To help developers make sense of users, Twitter’s Fabric suite of tools is introducing ‘Activity Segments’ for Answers.
Specifically, Activity Segments gives developers insight on user activity. It hopes to help developers understand how much we’re not using an app, so an action can be taken to avoid churn.
Retention is important for any developer, and user behavior is often a precursor. By catching patterns early on, developers may be able to hang onto more users.
How Activity Segments works
Information is presented in a graphical format, and follows metadata on how users flow from one state to another. It can help a developer see if high-use users are petering out, or if they’re simply dropping the app cold.

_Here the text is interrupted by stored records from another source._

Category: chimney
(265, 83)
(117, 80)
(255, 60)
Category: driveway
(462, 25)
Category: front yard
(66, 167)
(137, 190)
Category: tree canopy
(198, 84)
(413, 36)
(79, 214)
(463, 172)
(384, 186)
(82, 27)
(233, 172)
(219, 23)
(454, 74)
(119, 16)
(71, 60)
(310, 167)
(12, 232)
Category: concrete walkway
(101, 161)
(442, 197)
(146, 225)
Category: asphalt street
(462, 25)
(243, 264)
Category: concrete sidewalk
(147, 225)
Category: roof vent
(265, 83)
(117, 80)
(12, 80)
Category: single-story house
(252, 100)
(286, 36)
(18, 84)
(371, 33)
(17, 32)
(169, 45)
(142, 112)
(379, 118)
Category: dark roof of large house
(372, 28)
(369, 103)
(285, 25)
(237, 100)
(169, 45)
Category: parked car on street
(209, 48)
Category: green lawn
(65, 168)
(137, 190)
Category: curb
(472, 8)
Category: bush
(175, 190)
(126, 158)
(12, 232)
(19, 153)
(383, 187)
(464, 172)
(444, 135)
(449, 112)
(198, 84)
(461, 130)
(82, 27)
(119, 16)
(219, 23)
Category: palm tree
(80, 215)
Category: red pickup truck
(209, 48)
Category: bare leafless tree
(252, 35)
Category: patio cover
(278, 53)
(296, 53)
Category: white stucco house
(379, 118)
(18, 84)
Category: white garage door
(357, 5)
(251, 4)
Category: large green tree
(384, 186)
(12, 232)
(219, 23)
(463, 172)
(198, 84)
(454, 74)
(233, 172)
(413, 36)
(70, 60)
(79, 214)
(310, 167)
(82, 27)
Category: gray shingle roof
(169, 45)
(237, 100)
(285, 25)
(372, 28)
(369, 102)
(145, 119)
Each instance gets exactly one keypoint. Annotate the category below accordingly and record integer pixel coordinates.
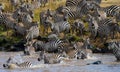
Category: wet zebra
(38, 45)
(1, 7)
(92, 26)
(115, 47)
(33, 32)
(43, 16)
(43, 2)
(15, 3)
(70, 11)
(11, 64)
(7, 20)
(78, 26)
(111, 10)
(29, 49)
(59, 27)
(84, 51)
(60, 17)
(50, 58)
(72, 2)
(53, 46)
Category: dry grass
(53, 6)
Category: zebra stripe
(59, 27)
(26, 64)
(53, 45)
(115, 47)
(33, 32)
(78, 26)
(72, 2)
(111, 10)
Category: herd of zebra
(101, 22)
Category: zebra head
(112, 45)
(59, 9)
(41, 56)
(92, 6)
(13, 61)
(80, 55)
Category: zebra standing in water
(53, 46)
(44, 15)
(72, 2)
(15, 3)
(59, 27)
(111, 10)
(92, 25)
(78, 26)
(33, 32)
(115, 47)
(43, 2)
(16, 62)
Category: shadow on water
(109, 64)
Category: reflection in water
(109, 64)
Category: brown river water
(109, 64)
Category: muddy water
(109, 64)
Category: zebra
(15, 3)
(111, 10)
(33, 32)
(96, 1)
(2, 7)
(11, 64)
(50, 58)
(29, 49)
(78, 11)
(70, 11)
(115, 47)
(117, 17)
(72, 2)
(45, 25)
(99, 14)
(60, 17)
(54, 46)
(78, 26)
(38, 45)
(93, 26)
(43, 2)
(83, 50)
(59, 27)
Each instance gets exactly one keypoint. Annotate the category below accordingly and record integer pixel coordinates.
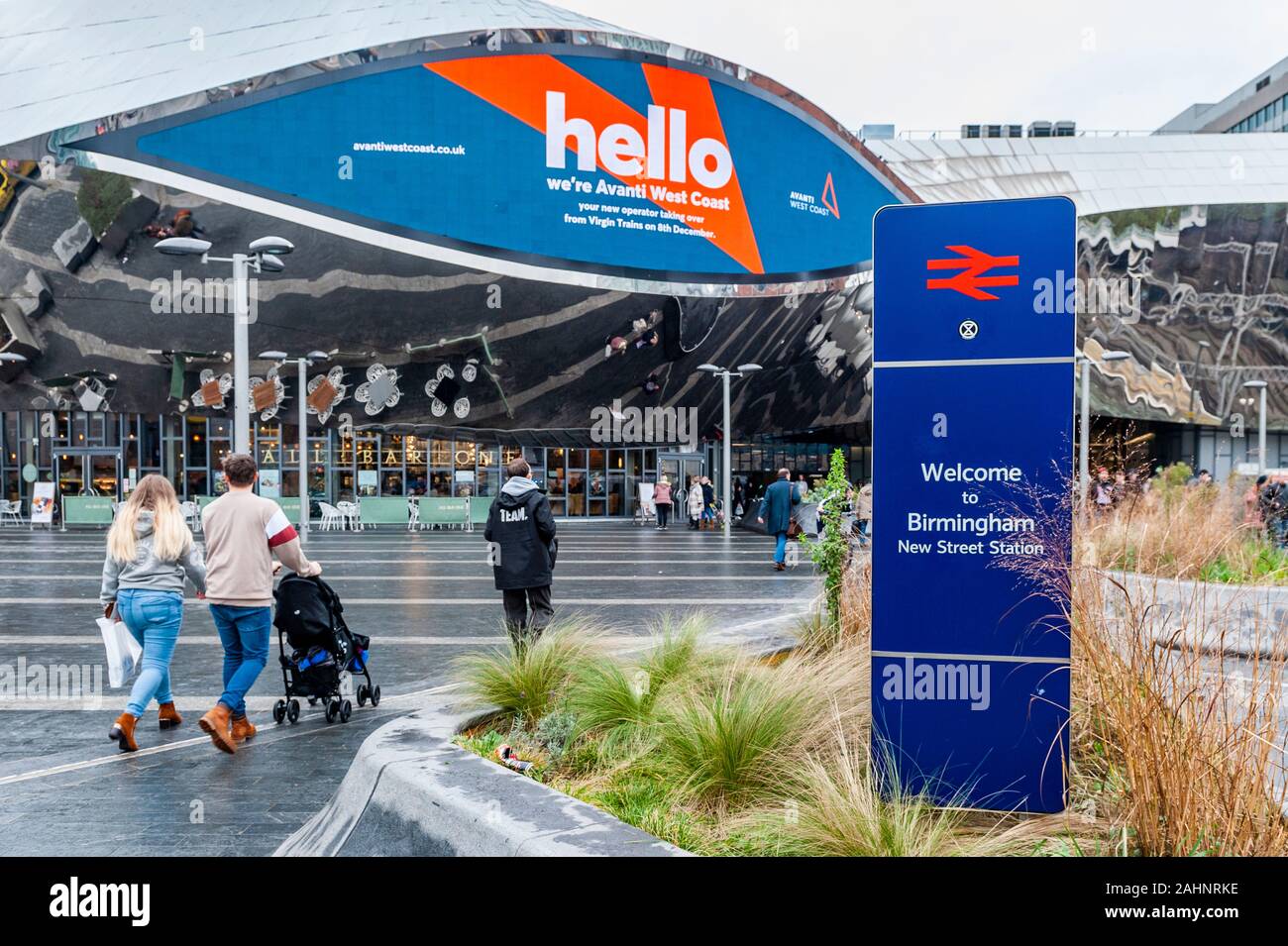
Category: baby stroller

It also works in reverse; users that were using an app sparingly may scale into the high-use category. There’s also insight on what activities those types of users are taking.
Perhaps most importantly, it shows which users have re-engaged from inactive or low-use states. The data is shown week-to-week.

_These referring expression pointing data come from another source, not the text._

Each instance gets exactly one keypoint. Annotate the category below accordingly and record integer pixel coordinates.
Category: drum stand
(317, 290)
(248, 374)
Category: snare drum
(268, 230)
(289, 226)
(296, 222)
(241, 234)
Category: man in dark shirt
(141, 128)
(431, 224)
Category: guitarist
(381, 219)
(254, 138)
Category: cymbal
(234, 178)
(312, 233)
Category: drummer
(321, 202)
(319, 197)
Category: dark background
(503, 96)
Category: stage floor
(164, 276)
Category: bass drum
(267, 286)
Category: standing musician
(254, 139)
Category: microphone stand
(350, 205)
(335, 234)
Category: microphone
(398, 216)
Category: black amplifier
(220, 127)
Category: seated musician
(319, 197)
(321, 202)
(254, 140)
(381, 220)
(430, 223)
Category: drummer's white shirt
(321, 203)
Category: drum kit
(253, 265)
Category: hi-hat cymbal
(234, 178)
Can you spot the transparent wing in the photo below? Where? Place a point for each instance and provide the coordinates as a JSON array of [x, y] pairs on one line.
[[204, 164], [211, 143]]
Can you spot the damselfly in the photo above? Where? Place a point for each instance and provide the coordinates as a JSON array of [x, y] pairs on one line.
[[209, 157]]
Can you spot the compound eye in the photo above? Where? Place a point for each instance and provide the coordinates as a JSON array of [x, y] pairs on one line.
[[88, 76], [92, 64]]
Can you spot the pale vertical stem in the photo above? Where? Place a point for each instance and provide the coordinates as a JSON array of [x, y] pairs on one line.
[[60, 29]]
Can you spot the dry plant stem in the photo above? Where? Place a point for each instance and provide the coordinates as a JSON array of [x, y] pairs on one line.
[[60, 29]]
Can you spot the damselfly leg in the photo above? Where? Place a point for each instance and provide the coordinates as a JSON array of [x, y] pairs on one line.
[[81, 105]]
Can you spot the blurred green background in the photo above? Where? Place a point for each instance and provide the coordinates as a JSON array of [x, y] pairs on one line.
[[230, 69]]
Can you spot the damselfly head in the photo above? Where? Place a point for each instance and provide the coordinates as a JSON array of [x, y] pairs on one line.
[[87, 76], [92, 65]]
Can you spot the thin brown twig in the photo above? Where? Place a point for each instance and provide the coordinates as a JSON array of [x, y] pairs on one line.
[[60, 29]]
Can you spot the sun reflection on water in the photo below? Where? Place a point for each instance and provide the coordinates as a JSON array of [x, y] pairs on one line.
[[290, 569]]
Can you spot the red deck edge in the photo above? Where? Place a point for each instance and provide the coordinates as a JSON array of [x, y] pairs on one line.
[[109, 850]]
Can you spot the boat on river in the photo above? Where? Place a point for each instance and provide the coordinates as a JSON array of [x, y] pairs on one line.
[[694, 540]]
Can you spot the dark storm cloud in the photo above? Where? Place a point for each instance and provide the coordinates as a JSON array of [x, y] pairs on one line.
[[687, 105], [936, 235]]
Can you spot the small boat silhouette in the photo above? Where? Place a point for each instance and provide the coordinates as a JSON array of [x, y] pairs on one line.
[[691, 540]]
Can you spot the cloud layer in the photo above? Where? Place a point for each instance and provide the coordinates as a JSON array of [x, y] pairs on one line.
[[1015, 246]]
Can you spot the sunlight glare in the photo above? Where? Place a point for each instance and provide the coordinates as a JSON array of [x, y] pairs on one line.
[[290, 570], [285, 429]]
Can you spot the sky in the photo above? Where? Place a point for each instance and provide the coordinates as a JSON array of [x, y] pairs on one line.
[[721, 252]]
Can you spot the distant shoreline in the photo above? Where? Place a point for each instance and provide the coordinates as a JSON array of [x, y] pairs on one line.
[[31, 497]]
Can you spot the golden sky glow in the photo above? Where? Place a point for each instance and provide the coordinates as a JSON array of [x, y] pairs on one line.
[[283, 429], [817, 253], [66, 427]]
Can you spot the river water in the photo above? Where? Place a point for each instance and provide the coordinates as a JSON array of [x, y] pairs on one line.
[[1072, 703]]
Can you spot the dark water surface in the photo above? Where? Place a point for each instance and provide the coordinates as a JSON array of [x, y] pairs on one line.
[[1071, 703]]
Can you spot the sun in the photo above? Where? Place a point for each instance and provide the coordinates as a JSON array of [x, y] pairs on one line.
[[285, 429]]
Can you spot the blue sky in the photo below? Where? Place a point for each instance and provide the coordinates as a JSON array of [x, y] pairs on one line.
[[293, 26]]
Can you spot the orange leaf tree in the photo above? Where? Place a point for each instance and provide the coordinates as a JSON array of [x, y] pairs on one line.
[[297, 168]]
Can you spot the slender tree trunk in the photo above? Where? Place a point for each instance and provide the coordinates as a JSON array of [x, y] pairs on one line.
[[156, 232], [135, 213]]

Along with Answers Events, Activity Segments can get really close to predicting the future. In analyzing user behavior, Answers is now better suited to spot trends before you do — which is probably too late.
An important move for Twitter
The Answers blog post is ripe with platitudes about how great Activity Segments could be for developers, and it’s all very true — but there’s one major issue it doesn’t really touch on: monetization.

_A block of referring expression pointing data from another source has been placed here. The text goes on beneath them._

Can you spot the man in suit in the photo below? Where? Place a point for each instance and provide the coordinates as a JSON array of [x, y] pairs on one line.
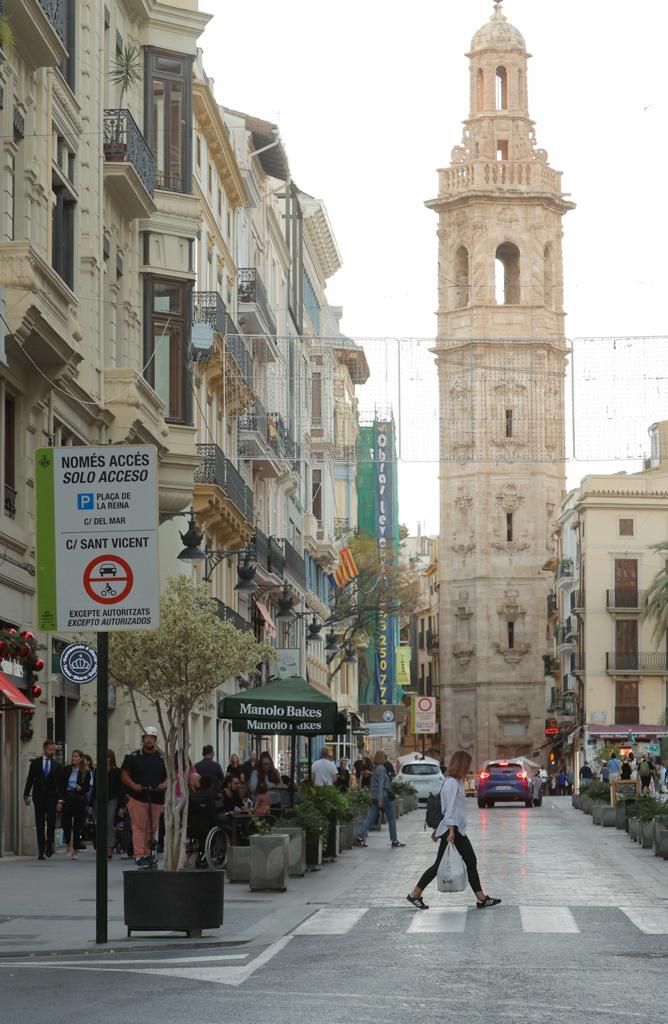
[[44, 785]]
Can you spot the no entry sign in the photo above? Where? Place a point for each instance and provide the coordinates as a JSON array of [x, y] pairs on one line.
[[97, 538]]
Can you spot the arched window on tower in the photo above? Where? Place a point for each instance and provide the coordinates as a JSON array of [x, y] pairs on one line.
[[501, 89], [479, 90], [507, 274], [461, 276], [548, 276]]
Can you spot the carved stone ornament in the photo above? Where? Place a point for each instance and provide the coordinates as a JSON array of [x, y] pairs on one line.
[[512, 655]]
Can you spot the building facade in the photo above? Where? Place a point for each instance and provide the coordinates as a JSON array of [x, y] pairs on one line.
[[500, 355]]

Answers lets you see what users are doing, which is positioned as a way to act accordingly with in-app offers or notifications. If you notice users losing interest in your app, a simple sale on in-app purchase items may get them interested again.
But with both Apple and Google making critical changes to subscription policies, Answers can provide insight that could help developers everywhere make a living.
An example: If a $1.99 per month subscription saw users dropping off after 30 days, it suggests the subscription model itself may be faulty. A change to the more approachable $0.99 per month fee could help bring users back — and net a few more.